Denge Wood - 0900-1215hrs - mild and overcast - For a change of scene CP joined us today for a jaunt over to this under-watched and relatively remote block of woodland on the North Downs, our second homage to the trees this year after the disappointment of a largely barren Hemsted Forest last month. We started at the Bonsai Bank end and worked our way through the forest to parts we`d not been to before. The old larches held plenty of common tits and finches feeding in the canopy along with a single Brambling, Treecreeper, Nuthatch, Great Spotted Woodpecker, Jay and Goldcrest; Coal Tit was easily the most numerous member of the family throughout the wood. Large flocks of Fieldfares and Redwings flew over the wood calling involving up to 500 birds, while both Buzzard and Kestrel seen and Tawny Owl heard.

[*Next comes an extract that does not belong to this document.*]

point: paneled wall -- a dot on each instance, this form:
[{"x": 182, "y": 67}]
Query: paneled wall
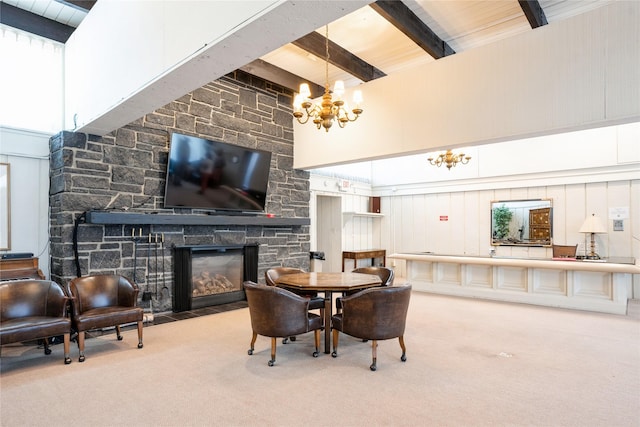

                                Woodland Trust section

                                Lesser Redpoll

  It was good to see several managed clearings suitable for Duke of Burgundy butterflies (mental note to revisit site in spring). A damp thicket was where we heard and eventually saw a Marsh Tit our first for quite a few years, plus Bullfinch and Long-tailed Tit. A superb section of open clearings owned by the Woodland Trust, complete with a view point across the canopy, provided a flock of 11 Lesser Redpolls and a Siskin feeding on birch catkins. We finished off amongst conifers enjoying a flock of 30 Crossbills which the pics below don't do justice too, although they looked superb through optics.


                                               Crossbills in the gloom

  So, by today's standards a pretty decent return for a morning amongst the mud and timber, despite not finding Gos, Lesser pecker or Hawfinch (we set the bar high!) We were both impressed with the mosaic of mixed woodland on offer though, some of which should be suitable for the likes of  Nightjar, Tree Pipit and Woodlark come the spring. 
  Over the road at Godmersham we paid homage to last winters Hawfinch churchyard and scanned the River Stour where three Wood Ducks looked at home amongst the Moorhens, Coots and a Little Egret.

                                Wood Duck on the Stour

  This afternoon I called in at the bird reserve where a flighty drake Smew was on the lakes around Christmas Dell and a Kingfisher on Burrowes. At Boulderwall a Great White Egret and three distant Cattle Egrets on the fields and, at last, a Tree Sparrow on the feeders was new for the year.